Acontece que a economia mundial também respondeu de modo sincronizado e recuou em seu nível de consumo. Isso obriga os EUA a realizar um corte mais profundo e perigoso no valor do dólar, ante as demais moedas. O objetivo dos americanos é vender mais, exportar mais do que importam, de modo a reduzir sua necessidade de rolar dívidas. Com os demais países encolhendo sua demanda, porém, o esforço será redobrado.
Uma lição histórica poderia ser repetida neste momento. Trata-se do Plano Marshall, concebido como ajuda à reconstrução da Europa no pós-guerra. Esse plano de ajuda não só acelerou a recuperação da destruída economia europeia, como serviu de alavanca para a maior expansão americana desde a Depressão.

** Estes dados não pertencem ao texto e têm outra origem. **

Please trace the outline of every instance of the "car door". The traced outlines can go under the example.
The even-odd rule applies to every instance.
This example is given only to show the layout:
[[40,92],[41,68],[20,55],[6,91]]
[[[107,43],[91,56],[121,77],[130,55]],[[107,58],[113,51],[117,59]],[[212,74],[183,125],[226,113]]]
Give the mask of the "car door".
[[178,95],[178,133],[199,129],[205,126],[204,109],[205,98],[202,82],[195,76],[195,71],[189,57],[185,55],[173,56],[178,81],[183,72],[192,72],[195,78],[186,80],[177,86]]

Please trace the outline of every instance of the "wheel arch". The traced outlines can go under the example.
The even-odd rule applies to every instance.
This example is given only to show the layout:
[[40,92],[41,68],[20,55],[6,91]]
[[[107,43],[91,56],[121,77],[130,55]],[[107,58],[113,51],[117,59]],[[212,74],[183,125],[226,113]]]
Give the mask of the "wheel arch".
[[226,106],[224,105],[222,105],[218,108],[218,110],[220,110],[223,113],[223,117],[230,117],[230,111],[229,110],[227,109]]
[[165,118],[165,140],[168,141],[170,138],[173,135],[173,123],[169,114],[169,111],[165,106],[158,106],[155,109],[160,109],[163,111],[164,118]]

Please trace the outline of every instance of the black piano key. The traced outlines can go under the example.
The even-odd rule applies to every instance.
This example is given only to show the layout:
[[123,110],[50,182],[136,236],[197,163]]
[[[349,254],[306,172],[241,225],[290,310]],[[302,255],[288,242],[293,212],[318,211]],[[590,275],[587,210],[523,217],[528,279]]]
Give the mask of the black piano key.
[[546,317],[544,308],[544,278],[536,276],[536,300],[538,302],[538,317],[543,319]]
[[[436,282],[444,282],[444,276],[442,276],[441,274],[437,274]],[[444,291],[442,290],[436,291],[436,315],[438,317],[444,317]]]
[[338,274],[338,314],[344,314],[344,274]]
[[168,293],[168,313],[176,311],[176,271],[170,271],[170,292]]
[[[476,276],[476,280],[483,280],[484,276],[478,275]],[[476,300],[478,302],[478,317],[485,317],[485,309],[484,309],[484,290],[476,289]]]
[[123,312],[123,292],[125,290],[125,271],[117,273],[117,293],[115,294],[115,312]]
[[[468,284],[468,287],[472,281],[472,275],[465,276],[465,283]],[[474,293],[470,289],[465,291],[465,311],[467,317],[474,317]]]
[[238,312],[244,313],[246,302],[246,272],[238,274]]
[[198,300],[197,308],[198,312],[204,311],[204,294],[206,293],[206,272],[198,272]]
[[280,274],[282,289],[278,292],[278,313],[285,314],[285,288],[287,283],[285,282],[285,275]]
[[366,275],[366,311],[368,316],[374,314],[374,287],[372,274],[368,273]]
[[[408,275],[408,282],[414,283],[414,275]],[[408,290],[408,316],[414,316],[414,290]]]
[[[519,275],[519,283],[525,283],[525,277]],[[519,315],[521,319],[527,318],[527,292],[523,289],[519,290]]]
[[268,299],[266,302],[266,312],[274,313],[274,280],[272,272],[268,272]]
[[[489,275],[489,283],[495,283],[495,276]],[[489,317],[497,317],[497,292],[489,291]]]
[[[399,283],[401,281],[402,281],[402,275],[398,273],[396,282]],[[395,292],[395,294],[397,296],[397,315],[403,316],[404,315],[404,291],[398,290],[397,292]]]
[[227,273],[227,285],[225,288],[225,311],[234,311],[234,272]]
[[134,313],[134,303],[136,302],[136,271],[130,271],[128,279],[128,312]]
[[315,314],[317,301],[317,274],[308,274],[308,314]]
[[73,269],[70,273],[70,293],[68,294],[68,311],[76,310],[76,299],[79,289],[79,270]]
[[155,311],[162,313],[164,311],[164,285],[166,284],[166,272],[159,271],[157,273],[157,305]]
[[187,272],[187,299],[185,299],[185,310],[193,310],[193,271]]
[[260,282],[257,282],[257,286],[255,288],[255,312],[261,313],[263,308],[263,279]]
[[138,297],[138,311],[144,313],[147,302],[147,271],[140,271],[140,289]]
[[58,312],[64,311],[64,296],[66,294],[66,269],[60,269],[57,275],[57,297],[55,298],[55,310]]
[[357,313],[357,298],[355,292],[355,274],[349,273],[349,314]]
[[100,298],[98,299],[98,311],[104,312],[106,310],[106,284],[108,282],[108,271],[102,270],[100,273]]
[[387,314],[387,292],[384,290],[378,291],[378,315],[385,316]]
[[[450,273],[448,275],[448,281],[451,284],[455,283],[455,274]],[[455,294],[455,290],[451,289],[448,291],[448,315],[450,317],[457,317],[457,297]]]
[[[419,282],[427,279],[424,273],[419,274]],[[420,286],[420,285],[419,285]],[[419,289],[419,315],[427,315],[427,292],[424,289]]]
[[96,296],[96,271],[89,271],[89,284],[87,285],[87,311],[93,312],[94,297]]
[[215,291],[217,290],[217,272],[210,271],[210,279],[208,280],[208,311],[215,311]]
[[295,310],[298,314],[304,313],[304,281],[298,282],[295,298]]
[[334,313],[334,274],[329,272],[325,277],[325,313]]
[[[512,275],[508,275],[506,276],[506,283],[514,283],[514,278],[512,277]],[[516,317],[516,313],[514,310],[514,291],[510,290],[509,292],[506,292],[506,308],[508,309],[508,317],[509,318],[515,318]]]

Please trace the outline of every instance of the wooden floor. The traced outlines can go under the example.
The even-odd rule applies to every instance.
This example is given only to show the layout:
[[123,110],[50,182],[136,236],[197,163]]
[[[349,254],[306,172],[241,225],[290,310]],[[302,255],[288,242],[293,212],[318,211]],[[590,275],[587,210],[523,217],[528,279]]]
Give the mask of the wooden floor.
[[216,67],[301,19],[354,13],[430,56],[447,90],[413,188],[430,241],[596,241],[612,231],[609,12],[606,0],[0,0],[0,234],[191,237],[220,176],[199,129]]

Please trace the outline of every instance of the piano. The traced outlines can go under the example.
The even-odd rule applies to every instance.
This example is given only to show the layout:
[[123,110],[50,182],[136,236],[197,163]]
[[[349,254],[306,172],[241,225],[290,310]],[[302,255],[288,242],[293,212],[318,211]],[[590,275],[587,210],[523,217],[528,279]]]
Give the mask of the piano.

Os Estados Unidos precisam de um novo plano externo, só que com os objetivos invertidos. O novo Marshall, um plano de desenvolvimento de nações de renda média e baixa, financiado pelos EUA com um vínculo à demanda por produtos e serviços “made in USA”, teria impacto significativo não só nos países recebedores do financiamento, como, principalmente, deflagraria mais demanda por produção americana.
Em vez de apenas incentivar mais consumo doméstico e produção não exportável, o novo Marshall, ou “Shallmar” – porque invertido em sua finalidade principal, jogo de sílabas sugerido por Fernando Pimentel, economista e ex-prefeito de Belo Horizonte –, provocaria mais produção e poupança para o próprio país financiador do programa. Ajudar os outros virou autoajuda.
As guerras do Afeganistão e do Iraque são, por natureza, destrutivas. Mas um plano “Shallmar” geraria para Obama não só a recuperação mais segura da produção nos EUA, como, de quebra, daria sentido prático a sua escolha, por enquanto incoerente, de prêmio Nobel da Paz.